I know that I AM WORTH the great jobs and positions, the promotions, the salary and everything else I'm looking for in terms of a career-even if it's not going the way I want it right now. But, currently this is probably my biggest personal issue because unfortunately with all my emotions being out of whack (because everything just seems so to be all happening at once)-every rejection I get from all these applications and interviews I have been doing takes me back to the rejection feeling I had daily growing up without my Father and some days it just erases every feeling of self worth I had gained after my adolescent years til now. It's hard to explain to someone who may have never been there, but imagine hearing everyday that you are not good enough for what you want -(whatever that may be) consistently for 10 months...everyday. Yeah, that's where I am.

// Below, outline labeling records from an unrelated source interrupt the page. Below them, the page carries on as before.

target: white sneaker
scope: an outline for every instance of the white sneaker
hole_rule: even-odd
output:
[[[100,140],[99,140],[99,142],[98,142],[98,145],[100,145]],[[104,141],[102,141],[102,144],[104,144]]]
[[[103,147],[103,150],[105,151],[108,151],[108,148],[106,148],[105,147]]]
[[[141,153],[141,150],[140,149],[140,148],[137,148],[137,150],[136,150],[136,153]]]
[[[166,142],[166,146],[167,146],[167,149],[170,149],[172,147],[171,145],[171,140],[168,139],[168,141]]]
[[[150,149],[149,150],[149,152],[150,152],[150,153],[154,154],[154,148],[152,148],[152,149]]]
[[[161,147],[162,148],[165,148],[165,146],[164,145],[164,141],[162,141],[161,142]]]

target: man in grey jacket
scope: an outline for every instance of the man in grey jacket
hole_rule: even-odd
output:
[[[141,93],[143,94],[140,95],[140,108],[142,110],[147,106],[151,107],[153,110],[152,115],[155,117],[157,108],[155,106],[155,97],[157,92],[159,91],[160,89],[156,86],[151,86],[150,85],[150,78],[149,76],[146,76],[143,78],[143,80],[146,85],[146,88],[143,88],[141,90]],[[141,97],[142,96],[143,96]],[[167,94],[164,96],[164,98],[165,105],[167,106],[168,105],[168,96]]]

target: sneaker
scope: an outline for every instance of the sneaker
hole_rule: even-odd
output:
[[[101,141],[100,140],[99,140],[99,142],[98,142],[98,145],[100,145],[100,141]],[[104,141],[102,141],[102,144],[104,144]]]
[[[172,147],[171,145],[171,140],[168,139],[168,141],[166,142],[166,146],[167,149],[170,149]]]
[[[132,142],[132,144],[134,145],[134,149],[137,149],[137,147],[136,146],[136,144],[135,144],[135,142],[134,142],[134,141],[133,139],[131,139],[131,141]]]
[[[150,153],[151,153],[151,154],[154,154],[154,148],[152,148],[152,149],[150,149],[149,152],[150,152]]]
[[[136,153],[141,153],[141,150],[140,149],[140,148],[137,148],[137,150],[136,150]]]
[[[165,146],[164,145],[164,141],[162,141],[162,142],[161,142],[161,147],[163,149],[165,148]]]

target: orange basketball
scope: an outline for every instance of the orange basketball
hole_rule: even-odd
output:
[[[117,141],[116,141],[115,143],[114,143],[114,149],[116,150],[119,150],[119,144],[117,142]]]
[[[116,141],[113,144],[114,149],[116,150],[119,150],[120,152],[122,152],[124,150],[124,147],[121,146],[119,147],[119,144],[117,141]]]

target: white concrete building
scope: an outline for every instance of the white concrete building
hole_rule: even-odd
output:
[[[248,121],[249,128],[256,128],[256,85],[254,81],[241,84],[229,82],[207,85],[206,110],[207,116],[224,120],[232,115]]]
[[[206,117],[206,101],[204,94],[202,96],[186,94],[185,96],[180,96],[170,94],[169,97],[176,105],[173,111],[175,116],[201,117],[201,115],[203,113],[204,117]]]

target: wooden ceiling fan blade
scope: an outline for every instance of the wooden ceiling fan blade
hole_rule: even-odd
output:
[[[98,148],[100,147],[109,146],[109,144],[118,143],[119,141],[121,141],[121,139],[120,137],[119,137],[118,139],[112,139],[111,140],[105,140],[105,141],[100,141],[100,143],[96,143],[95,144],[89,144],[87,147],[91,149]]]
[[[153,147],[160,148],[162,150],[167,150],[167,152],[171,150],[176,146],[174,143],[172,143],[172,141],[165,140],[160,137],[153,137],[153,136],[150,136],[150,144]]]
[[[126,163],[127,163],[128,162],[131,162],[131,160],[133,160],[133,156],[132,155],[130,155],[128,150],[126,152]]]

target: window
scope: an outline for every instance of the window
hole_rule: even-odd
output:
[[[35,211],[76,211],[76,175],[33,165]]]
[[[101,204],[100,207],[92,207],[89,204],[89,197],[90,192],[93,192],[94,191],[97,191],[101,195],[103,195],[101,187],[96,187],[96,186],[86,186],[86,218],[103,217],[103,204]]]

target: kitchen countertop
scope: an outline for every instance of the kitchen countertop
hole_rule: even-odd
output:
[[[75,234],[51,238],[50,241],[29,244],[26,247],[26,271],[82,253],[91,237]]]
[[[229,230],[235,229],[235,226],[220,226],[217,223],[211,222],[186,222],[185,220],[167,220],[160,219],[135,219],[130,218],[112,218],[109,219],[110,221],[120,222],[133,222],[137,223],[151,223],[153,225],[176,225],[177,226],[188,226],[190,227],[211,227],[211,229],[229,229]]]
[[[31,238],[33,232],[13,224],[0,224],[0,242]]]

I AM WORTH all that I want in life and though I may struggle with what I don't currently have, I do have the faith to know that things will work out for my good and that what I DO have is a tremendous amount of talent, versatility, imagination and drive. I DO have a group of family, friends and sorors who are willing to help out even without me asking. What I DO have is a giving heart, a natural ability to help others, compassion, an abundance of love to give and a romantic nature (for my future boo ;-)). What I DO have is a mind full of dreams and a desire to see them come true.

While you can't force someone to love you, like you, help you, want you or see that you are worth it-as long as you do those things for yourself and know without a doubt that you are worth it then everything else should be fine...


Can't Force Them To See That You're Worth It...But You Are!